The cause of this impending chaos? Two ballot initiatives that had generated sufficient validated signatures to qualify for this November’s general election. I-185, which raises the tobacco tax to cover Medicaid expansion, affording roughly 90,000 low-income Montanans with quality health care; and I-186, which requires any new hard rock mine to have a sensible permanent clean-up plan.
The solution proposed by Moore and his Republican colleagues, to fend off such disasters? A special July legislative session, to enact bills essentially voiding the ballot initiatives. This, he claimed, would provide “the opportunity for Montana voters to have a say in the fiscal future of their state.”
This is a handy inversion of the truth—otherwise known as a lie: The ballot initiatives themselves provide that opportunity, generated by voters at the grassroots, in accord with the state constitution. The legislative session—which failed to garner enough support even among the Republican legislative majority—would have amounted to nothing less than an attempt to overturn the wishes of the people.

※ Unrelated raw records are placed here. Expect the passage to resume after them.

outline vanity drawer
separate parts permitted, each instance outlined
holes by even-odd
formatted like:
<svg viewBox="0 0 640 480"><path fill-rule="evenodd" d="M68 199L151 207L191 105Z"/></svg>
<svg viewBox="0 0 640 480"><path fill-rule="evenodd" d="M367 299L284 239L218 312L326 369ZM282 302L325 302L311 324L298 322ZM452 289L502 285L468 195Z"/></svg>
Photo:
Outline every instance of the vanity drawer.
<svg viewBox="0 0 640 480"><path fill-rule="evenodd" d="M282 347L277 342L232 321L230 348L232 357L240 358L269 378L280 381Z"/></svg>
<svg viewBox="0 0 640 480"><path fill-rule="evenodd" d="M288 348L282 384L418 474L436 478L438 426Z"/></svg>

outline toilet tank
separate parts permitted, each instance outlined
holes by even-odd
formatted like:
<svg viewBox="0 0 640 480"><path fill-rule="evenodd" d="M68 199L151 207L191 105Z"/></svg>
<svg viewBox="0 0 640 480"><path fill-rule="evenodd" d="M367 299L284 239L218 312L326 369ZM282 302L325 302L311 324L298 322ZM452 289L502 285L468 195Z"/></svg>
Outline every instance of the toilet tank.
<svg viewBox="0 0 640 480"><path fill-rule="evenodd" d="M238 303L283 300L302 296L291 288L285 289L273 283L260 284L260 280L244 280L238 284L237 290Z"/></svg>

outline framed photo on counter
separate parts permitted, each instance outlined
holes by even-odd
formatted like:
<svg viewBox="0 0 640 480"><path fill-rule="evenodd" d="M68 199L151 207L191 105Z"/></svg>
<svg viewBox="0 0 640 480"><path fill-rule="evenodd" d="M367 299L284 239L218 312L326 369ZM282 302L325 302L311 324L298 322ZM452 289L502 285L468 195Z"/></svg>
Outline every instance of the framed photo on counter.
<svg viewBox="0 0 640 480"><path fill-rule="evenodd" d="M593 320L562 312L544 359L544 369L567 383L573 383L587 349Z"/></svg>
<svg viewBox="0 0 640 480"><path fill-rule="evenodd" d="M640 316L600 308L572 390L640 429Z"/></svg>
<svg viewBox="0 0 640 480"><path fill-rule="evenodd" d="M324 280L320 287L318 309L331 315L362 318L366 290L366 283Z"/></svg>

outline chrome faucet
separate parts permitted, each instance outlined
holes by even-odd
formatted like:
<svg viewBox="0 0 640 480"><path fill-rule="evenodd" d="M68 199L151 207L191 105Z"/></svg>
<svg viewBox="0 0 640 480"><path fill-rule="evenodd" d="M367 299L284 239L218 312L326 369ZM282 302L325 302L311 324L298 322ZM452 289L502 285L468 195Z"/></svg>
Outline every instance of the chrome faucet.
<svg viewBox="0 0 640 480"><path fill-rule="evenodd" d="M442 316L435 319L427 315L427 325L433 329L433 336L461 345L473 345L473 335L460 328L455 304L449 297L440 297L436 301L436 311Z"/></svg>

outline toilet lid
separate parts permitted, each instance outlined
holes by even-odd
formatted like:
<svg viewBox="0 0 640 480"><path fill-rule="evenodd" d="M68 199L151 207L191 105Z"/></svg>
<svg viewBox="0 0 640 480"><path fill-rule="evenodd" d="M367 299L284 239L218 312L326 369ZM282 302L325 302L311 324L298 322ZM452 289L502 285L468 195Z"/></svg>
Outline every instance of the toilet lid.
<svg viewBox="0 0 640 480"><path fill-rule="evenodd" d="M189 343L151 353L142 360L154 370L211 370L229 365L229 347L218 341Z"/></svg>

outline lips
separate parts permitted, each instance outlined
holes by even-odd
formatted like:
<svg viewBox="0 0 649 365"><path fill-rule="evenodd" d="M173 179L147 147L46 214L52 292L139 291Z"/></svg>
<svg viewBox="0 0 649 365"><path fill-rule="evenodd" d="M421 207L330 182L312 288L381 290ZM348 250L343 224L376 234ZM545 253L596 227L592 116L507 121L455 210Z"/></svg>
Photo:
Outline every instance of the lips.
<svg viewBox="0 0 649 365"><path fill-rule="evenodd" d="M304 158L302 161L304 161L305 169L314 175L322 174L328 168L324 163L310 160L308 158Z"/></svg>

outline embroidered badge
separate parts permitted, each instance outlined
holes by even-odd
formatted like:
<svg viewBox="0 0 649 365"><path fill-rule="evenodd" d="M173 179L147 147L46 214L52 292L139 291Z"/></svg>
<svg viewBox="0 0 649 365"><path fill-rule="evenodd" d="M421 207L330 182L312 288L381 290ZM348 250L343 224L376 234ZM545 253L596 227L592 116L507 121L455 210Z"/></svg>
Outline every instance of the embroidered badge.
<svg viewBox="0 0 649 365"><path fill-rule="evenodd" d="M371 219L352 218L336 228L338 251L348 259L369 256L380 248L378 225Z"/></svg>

And a costly attempt, at that: Moore claims it would cost a mere $90,000 of taxpayer money; the true figure would be closer to $210,000, based on the last special session. He also claims these ballot measures would “eliminate good jobs.” But in point of fact I-186 supports the creation of good, sustainable mining opportunities. And I-185 looks to be a significant job-creator for the state: According to an April 2018 study prepared by the Bureau of Business and Economic Research at the University of Montana, continuing the Medicaid expansion begun in Montana in 2015, will generate 5,000 jobs and $270 million in personal income each year from 2018 to 2020.

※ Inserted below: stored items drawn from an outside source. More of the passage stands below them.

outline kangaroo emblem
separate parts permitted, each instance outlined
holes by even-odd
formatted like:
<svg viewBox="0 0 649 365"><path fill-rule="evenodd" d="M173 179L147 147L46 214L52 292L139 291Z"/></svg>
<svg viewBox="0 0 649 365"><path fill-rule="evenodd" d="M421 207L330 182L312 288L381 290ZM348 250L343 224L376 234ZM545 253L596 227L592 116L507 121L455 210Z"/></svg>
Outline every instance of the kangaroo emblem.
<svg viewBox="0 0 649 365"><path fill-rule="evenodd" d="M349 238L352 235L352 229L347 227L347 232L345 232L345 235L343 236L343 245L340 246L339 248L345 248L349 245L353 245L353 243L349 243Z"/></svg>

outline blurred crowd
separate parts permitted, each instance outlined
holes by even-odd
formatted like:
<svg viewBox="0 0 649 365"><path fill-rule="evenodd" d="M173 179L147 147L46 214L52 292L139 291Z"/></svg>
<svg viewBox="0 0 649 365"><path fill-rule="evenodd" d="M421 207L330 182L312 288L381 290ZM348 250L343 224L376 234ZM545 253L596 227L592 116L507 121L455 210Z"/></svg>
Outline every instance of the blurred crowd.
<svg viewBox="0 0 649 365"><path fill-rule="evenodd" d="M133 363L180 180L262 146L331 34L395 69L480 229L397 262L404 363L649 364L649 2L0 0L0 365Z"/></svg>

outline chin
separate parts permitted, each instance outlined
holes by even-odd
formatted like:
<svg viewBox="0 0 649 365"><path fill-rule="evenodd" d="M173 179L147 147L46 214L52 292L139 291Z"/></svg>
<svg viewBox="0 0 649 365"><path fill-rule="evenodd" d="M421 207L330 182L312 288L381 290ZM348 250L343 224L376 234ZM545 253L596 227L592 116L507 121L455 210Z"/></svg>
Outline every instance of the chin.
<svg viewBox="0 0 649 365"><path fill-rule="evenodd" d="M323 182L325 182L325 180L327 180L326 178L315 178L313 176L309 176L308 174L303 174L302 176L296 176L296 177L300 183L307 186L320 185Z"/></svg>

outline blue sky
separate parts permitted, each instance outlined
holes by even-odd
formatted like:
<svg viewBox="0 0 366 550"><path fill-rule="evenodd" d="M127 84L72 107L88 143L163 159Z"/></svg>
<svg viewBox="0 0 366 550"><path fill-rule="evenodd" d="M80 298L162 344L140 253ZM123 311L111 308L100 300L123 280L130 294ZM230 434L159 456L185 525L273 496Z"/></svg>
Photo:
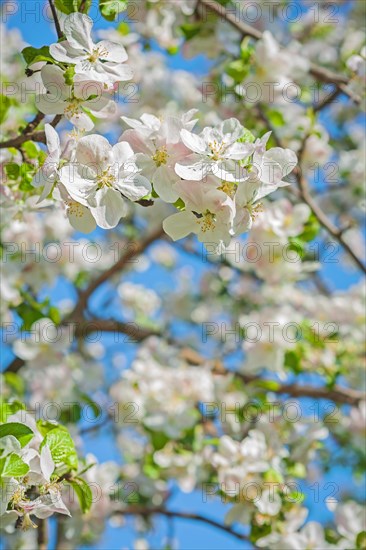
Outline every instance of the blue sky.
<svg viewBox="0 0 366 550"><path fill-rule="evenodd" d="M35 47L47 45L55 41L56 37L53 25L42 17L43 5L44 2L42 1L20 1L18 12L7 22L9 27L19 28L24 40ZM30 12L30 8L36 10L35 15ZM106 28L108 25L113 26L113 24L109 24L104 20L99 20L96 23L96 29ZM182 55L168 55L167 64L172 68L185 69L196 74L204 74L208 66L208 62L204 56L199 56L192 60L186 60ZM324 117L324 121L326 123L326 114ZM332 128L329 128L329 130L332 131ZM186 261L186 257L181 257L180 260L181 262L184 262ZM197 265L196 268L198 269ZM136 282L148 281L147 286L156 289L159 289L160 285L160 290L162 290L164 286L167 287L169 285L168 279L162 279L161 275L160 277L154 277L153 275L153 273L149 272L149 274L141 273L132 275L129 278ZM353 269L350 268L348 270L335 264L326 264L324 266L324 276L330 287L339 289L347 288L350 283L354 283L359 280L359 275ZM56 292L53 291L53 299L60 301L68 295L68 292L69 289L63 283L59 283L57 285ZM47 290L45 293L47 293ZM95 298L94 307L96 309L98 308L98 296ZM106 342L108 342L108 338L110 337L105 337ZM134 346L131 346L131 348L133 347ZM131 349L131 355L132 352L133 350ZM113 372L113 368L110 363L108 361L106 361L106 363L107 368L109 369L107 377L113 379L116 373ZM97 437L91 435L88 436L85 439L85 451L93 452L93 454L97 455L100 461L110 459L117 461L120 460L119 453L116 450L108 428L104 429L103 433L99 434ZM327 475L325 482L336 481L342 489L349 486L349 479L350 471L346 469L337 469L332 470L332 472ZM311 504L311 499L308 501L311 519L323 521L329 519L330 514L326 509L324 496L325 495L323 494L321 497L321 502L316 506ZM226 509L226 507L220 504L220 502L204 504L200 493L184 495L179 492L177 492L176 496L172 499L170 507L177 510L196 511L203 515L217 519L218 521L222 521L224 510ZM131 523L131 521L129 521L129 523ZM150 539L152 548L160 547L161 540L167 533L167 522L164 518L157 520L156 525L156 531ZM174 520L174 525L175 537L180 541L179 547L182 550L239 550L243 548L250 548L249 545L243 545L243 543L236 541L230 536L226 536L220 531L214 530L209 526L198 524L197 522ZM131 528L128 527L121 530L108 527L101 541L97 545L93 546L93 548L108 548L111 550L117 548L120 549L123 547L132 548L133 540L134 532Z"/></svg>

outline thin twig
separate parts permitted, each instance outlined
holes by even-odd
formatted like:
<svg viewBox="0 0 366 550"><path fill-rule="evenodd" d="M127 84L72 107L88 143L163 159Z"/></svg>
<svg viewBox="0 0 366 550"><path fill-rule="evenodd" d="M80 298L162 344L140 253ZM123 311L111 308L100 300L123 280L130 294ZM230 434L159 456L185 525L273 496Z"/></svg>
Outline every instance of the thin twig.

As to those welfare cheats Moore is so concerned about, this unseemly stereotype is the biggest lie of all. Who among us does not know people—friends, relatives, acquaintances, family members—who have benefited mightily from Medicaid expansion and the Affordable Care Act? Moore threatens “cuts to state services” if these Montanans’ needs are served. He’ll have ample time to ponder all this after election day. Indeed, there is one constitutional principle for which Mr. Moore’s ideas present an excellent argument: term limits.